Cheikh Seck : «(Rire) C’est vrai qu’il y a eu cette histoire de la chaux. Mais ce jour-là, on m’avait prévenu. Je suis resté calme, alors que les gens pensaient que j’allais m’en prendre à lui. Ça m’a plus fait rire qu’autre chose. A propos toujours d’anecdotes, il y a eu un match Ja-Jaraaf dans les vestiaires et j’ai failli lui casser une bouteille sur la tête. Ils étaient venus avec une bouteille remplie d’urine et ils me l’ont aspergée.
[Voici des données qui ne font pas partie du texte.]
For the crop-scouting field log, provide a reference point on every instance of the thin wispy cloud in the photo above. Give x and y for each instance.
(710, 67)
Alors, j’ai récupéré la bouteille, je l’ai cassée et ce jour-là, j’ai failli commettre l’irréparable dans le vestiaire qui était trop petit. Je me suis retenu en dernier lieu. Je crois que c’est Roger Mendy qui s’est mis entre nous et qui a engueulé Koto. Aujourd’hui, on éprouve toujours du plaisir à se revoir et à revenir sur ces souvenirs inoubliables.»

LES ELOGES
Joseph Koto : «Cheikh, c’est d’abord son intelligence. Un gardien de but qui n’est pas intelligent ne fait pas la même carrière que celle de Cheikh. Et puis, c’est quelqu’un qui travaillait énormément. Il a vraiment marqué son temps.»

Cheikh Seck : «Vous savez, Koto est de nature bruyant, véloce et qui n’a peur de rien. Il nous emmerdait tous les jours (rire). Avec Abdoulaye Ba, c’étaient des duels épiques. Il manœuvrait beaucoup et créait tout le temps des situations dangereuses. Pendant les derbies Ja-Jaraaf, c’était notre principal adversaire. Il y avait, dans un degré moindre, Baba Touré qui savait exploiter à merveille les balles arrêtées. Mais, c’est Koto qui nous donnait le plus de fil à retordre de par sa technique, sa petite taille, son engagement, sa vitesse.»